Murkin was the code name chosen by the FBI for their
investigation into the assassination of Dr. Martin Luther King,
Jr., in 1968. Today, 20 years after the fatal shooting of the civil
rights leader, Philip H. Melanson, a renowned authority on American
political assassinations, unveils his own investigation into the
murder. Melanson . . . has done an exhaustively thorough job on the
still-mysterious King assassination. After following Melanson's
meticulous pursuit of seemingly every lead in the case--including
interviews with the men whose names were used as aliases for
alleged killer James Earl Ray--there can be little doubt in the
reader's mind that neither of the two official versions of what
happened could have been the whole truth. The first was the
ever-popular notion of the lone killer: Ray. The second, propounded
by a clearly inept congressional investigation a decade after the
1969 shooting, was that an ill-defined racist conspiracy was behind
the assassination. What seems unarguable is that Ray, a petty
criminal, could not have killed King unaided. There are too many
improbabilities--the source of his carefully chosen Canadian
aliases, the identity of the fat man' who brought him a letter' in
Toronto during his escape, the odd setup at the rooming house from
which the shot was fired. It is Melanson's thesis that there was
high-level intelligence involvement, probably by the CIA, which was
violently alarmed by King's anti-Vietnam stance. "Publisher's
Weekly"
Murkin was the code name chosen by the FBI for the investigation
into the assassination of Dr.
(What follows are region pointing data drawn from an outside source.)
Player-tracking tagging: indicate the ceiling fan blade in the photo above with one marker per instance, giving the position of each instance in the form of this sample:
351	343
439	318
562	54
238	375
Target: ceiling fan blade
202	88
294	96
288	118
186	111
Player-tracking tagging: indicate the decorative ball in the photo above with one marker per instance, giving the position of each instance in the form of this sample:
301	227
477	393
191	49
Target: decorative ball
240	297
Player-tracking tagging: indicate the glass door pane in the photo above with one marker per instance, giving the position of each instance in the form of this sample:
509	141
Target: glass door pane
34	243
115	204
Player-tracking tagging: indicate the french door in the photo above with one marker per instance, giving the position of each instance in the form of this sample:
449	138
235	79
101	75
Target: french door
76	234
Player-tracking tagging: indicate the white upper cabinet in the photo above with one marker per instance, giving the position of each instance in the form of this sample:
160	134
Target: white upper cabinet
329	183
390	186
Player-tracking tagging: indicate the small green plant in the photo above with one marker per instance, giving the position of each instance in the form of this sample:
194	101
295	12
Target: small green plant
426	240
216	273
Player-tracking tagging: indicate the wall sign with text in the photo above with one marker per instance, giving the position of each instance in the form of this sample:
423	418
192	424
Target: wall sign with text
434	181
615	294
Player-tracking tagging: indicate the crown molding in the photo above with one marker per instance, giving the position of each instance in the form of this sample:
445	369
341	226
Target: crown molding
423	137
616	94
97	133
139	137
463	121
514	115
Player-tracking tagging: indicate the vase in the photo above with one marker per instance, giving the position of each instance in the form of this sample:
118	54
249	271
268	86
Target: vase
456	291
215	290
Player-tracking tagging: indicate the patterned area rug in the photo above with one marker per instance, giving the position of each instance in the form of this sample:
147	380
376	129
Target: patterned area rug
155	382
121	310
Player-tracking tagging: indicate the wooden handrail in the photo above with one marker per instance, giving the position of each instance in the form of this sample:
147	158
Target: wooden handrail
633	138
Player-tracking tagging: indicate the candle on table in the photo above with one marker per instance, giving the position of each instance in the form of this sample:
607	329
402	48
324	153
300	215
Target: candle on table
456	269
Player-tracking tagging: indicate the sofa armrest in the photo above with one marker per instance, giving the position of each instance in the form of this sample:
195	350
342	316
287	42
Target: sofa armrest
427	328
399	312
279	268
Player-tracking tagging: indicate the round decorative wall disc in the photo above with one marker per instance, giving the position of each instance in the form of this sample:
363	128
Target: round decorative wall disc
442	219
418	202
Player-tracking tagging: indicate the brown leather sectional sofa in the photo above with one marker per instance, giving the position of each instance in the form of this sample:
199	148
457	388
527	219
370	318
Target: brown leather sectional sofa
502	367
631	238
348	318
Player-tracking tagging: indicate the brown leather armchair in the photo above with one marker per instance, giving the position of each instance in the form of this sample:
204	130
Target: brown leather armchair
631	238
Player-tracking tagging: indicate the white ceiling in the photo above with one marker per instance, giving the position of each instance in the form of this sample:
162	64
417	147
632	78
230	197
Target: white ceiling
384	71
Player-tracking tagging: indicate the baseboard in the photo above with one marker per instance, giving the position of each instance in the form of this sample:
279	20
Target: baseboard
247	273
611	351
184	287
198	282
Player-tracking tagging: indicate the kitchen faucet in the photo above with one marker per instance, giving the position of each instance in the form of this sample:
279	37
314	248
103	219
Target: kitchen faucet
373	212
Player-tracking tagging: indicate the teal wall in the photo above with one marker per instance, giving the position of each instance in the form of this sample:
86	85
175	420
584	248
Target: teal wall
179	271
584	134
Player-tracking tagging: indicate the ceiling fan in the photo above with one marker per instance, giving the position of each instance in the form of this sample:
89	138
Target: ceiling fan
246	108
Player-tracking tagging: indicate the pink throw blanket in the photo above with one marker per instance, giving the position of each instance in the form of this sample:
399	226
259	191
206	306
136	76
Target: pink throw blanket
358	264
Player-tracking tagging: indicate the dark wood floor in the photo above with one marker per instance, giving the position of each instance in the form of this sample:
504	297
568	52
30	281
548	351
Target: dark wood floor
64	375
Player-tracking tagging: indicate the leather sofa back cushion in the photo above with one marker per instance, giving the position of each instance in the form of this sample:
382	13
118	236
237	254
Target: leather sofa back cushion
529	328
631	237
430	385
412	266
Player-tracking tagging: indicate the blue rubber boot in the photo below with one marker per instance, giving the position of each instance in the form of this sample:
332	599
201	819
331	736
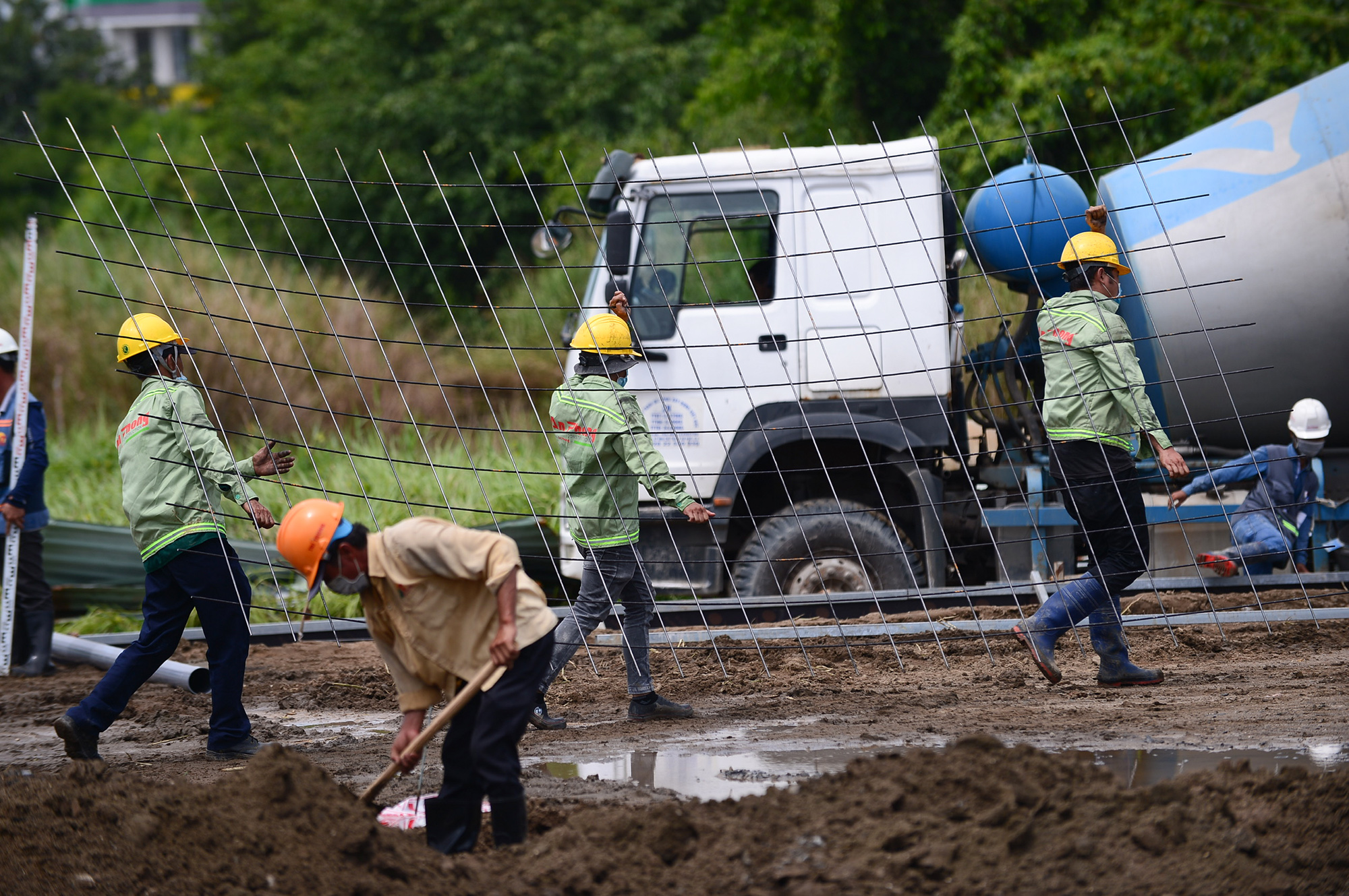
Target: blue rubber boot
1066	607
1108	641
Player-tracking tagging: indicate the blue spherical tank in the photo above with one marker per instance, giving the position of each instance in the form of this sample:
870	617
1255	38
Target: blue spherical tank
1046	206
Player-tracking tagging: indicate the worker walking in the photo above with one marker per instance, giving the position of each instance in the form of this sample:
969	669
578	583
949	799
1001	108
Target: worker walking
608	447
440	601
173	471
1095	404
24	508
1275	520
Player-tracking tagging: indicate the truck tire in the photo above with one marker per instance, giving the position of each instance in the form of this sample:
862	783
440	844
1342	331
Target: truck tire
814	545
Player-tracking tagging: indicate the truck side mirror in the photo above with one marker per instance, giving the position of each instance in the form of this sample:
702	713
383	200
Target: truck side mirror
608	180
619	242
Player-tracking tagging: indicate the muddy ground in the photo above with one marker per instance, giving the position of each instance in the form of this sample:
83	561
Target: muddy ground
1255	688
975	818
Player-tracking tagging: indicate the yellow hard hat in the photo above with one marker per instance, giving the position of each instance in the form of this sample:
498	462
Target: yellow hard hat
1092	247
142	332
605	335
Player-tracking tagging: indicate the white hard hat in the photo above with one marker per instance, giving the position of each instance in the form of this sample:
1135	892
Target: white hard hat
1309	420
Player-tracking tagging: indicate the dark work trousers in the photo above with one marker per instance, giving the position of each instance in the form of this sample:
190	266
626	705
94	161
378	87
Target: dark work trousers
481	748
610	576
33	594
210	579
1116	528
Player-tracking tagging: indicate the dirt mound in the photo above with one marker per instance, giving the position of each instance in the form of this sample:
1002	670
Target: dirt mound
279	825
976	818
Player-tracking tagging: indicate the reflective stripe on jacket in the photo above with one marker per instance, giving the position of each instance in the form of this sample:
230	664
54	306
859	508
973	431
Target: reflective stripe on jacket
608	447
1093	385
175	469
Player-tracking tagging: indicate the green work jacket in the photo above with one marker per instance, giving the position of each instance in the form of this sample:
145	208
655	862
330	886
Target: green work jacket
608	448
1093	386
175	469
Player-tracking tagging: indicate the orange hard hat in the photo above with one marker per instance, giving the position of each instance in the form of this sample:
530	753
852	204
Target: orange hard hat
307	532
Martin Luther King, Jr., in 1968.
Today, twenty years after the fatal shooting of the civil rights
leader, Philip H. Melanson, a renowned authority on American
political assassinations, unveils his own investigation into the
murder. Through extensive interviews, research, and Freedom of
Information Act requests, Melanson analyzes the official
investigations, the evidence, the performance of law enforcement
officials, the role of James Earl Ray, and the questions of
conspiracy. Much of the data presented has never before been
published. Based on his detailed investigation, Melanson offers a
revisionist interpretation of the King case, demonstrating that it
remains unsolved.
Melanson argues persuasively that both the FBI's conclusion that
Ray acted alone and the later 1978 House Select Committee on
Assassinations decision that Ray was backed by a conspiracy of St.
Louis-based white supremacists are not supported by the evidence.
Although Melanson concludes that Ray did not, in fact, act alone,
he contends that the official investigations were so flawed that
the conspirators behind him are still unidentified. His own
conclusions regarding the probable source of the conspiracy offer a
sobering indictment of the ways in which powerful interests, left
unchecked, can wreak havoc on American democratic processes.